DeMarcus isn’t going to pull punches or sugarcoat anything. He has an opinion of how things are and he doesn’t fill the need to filter much. He’s too intelligent to just come out and say what’s on his mind when he can sense it will be twisted or used against him at a later date. If anything, he’s constantly reminding himself of his own Miranda Rights. He’s going to try to not say anything that will be used against him in a court of public opinion later on.
I don’t know that any of this is a problem either. But I also can’t say it won’t be a problem. With DeMarcus Cousins you’ll get a demonstrative entity capable of ruling the NBA paint. It’s not so much a question of how good is he? It’s more of a question of how good will he allow himself to be?
Throwing him into a frontcourt with Al Jefferson, Kevin Love and Darko Milicic (assuming he re-signs) is a potential path of destruction and a Batman utility belt full of interior options.
If you need to go all offense, you can run Jefferson and Love together.
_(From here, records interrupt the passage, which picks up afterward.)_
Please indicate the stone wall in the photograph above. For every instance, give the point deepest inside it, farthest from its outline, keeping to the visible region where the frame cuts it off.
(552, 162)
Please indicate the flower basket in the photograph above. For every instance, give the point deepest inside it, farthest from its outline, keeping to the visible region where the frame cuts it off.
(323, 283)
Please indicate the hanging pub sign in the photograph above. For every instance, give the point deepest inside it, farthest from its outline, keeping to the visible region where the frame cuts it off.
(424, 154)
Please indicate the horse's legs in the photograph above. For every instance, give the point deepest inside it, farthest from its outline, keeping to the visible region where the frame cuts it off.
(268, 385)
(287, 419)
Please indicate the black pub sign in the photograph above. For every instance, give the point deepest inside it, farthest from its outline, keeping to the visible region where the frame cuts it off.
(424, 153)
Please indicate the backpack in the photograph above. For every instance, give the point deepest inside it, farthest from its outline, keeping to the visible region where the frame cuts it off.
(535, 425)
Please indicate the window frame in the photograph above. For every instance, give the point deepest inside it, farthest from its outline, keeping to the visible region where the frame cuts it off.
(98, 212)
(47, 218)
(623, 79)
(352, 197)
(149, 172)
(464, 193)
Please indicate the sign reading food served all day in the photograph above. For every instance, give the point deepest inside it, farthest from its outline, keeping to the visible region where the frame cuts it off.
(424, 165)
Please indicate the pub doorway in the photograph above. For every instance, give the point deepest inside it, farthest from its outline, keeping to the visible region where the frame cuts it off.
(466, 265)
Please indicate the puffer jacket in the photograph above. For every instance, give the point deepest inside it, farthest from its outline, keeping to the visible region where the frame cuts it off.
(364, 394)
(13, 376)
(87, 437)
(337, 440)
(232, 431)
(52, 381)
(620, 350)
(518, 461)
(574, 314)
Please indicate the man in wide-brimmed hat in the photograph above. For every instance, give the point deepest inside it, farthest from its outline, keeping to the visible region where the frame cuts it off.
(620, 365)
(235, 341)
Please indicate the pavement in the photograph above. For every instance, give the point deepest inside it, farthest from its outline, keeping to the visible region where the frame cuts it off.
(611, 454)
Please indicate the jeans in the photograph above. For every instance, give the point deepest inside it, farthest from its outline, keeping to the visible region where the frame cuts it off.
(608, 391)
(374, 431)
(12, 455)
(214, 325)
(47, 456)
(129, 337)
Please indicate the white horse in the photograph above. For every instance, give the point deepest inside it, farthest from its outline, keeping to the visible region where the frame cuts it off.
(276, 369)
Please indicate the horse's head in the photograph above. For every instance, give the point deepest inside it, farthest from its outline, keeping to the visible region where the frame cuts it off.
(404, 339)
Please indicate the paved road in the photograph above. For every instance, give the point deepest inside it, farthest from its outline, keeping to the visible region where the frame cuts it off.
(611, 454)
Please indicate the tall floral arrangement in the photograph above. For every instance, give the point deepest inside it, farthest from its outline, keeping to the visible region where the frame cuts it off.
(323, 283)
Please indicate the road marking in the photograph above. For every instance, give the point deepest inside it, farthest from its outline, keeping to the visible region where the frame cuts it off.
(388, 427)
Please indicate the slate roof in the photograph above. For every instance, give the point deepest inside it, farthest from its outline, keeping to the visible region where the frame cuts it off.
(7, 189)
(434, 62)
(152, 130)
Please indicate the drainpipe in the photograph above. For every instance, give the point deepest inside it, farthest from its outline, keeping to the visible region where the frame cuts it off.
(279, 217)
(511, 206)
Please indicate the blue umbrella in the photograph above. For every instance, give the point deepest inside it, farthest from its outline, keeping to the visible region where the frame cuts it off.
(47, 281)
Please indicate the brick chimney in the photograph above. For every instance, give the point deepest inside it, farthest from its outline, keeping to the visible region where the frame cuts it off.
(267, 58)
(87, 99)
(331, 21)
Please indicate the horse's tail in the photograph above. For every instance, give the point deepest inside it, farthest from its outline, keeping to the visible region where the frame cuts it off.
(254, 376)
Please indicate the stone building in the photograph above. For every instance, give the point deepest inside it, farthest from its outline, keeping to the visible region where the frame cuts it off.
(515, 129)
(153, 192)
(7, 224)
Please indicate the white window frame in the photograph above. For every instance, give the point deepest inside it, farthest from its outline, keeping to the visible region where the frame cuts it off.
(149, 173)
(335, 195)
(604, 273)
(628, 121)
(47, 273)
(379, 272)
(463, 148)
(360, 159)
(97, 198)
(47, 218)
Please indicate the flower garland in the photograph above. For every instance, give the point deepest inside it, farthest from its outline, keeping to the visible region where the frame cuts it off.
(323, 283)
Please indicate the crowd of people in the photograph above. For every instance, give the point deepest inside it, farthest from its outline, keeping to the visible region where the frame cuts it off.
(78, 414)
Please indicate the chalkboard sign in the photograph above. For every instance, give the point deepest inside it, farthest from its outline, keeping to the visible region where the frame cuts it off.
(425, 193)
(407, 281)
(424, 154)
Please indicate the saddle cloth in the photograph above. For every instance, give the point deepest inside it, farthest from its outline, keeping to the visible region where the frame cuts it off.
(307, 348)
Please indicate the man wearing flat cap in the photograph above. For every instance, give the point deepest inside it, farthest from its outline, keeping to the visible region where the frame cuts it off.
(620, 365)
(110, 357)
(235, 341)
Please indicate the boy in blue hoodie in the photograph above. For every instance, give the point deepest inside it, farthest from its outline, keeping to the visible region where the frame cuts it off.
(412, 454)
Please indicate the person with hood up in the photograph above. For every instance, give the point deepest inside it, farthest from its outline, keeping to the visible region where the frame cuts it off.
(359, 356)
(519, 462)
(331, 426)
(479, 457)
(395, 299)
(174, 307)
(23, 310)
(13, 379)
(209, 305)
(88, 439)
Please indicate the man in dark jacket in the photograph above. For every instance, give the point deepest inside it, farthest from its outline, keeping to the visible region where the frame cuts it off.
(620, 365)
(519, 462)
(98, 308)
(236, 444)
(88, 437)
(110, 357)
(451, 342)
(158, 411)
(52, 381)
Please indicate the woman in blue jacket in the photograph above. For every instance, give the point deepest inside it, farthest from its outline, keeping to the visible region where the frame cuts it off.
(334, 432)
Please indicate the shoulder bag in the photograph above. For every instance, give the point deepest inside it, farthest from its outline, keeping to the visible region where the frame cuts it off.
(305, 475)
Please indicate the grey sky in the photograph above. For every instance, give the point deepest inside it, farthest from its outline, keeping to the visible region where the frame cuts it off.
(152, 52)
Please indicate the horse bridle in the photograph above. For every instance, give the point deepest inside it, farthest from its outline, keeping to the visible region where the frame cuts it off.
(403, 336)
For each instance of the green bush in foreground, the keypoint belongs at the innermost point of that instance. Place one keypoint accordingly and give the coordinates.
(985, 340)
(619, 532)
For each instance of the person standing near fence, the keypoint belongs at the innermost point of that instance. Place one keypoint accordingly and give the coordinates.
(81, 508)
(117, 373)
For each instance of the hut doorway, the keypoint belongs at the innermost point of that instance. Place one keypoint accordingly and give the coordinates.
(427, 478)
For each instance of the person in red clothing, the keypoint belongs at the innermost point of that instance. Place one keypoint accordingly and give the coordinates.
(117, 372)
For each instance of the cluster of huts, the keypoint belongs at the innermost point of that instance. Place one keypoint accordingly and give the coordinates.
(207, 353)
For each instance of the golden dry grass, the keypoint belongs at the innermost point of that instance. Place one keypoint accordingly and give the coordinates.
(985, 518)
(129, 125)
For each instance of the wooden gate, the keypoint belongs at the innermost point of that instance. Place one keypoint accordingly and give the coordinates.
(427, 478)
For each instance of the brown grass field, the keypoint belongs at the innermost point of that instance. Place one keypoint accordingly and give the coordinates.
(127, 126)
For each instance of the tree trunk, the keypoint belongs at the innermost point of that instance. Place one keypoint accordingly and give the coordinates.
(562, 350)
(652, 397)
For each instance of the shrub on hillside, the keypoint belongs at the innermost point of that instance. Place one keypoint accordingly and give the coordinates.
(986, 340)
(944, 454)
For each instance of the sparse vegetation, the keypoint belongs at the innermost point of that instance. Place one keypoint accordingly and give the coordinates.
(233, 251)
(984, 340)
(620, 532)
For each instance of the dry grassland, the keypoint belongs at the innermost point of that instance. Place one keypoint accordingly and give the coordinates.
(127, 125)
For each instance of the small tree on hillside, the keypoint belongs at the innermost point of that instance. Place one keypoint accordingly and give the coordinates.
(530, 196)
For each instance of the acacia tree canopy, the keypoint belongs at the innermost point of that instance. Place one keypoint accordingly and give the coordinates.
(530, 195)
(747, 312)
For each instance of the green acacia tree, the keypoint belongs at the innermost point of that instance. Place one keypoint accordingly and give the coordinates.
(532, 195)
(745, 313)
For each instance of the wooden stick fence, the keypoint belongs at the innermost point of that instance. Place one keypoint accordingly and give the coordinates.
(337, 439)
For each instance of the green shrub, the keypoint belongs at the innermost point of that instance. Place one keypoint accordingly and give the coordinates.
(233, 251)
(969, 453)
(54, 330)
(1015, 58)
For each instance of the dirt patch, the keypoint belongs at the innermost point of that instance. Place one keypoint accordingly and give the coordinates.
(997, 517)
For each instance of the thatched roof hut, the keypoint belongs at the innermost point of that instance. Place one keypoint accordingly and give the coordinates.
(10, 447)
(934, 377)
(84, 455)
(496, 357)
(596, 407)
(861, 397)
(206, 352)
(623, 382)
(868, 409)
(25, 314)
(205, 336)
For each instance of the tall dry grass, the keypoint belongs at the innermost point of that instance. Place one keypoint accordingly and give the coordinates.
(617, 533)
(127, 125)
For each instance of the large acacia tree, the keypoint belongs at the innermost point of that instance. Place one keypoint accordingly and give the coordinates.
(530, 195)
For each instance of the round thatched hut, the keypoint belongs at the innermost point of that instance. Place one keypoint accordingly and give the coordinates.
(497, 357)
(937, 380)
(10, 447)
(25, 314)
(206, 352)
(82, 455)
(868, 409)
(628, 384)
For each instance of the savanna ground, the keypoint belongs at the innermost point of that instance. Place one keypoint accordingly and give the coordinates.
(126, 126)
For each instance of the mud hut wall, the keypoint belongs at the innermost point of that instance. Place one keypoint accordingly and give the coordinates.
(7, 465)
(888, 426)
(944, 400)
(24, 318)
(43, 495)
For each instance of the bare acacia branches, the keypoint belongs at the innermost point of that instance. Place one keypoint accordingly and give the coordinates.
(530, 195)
Yes, it’s defensive equivalent of interior saloon doors but at the same time, no one can theoretically stop their post scoring as they continue to mature next to each other.
If you want more of a balance, you can throw out the combination of Cousins and Jefferson or Cousins and Love together. Both work in amazing ways. Cousins can account for any defensive liabilities Love or Jefferson might pose. He can guard the strongest post player on the floor or allow Jefferson and/or Love to guard them and provide stellar weak side help. On offense, you can put both Jefferson and Cousins in the post and let them take turns pulverizing the interior. Or you can play the high-low game with Love and Cousins and watch opposing big men weep in frustration.
And on those possessions in which you need to go all defense for big stops, you can run Cousins and Darko out there together and watch them bully opposing offenses.
DeMarcus Cousins is a once in a generation level talent on the inside with a perennial bust level attitude. Rarely do we ever see guys possess both of these traits. He’s a roll of the dice in many ways because you don’t know if he’s going to be an All-Star player for your team or the next team he plays for. He’s definitely not a guy you see sticking with one organization for the majority of his career. He’s likely to be a floater in this league in the mold of a Rasheed Wallace or Zach Randolph. He would have fit in perfectly with those early millennium Blazers team.
What David Kahn will have to decipher is whether they can risk being the team he unleashes his inevitable path of destruction upon.
Because one way (opposing team) or the other (his team), it’s going to happen.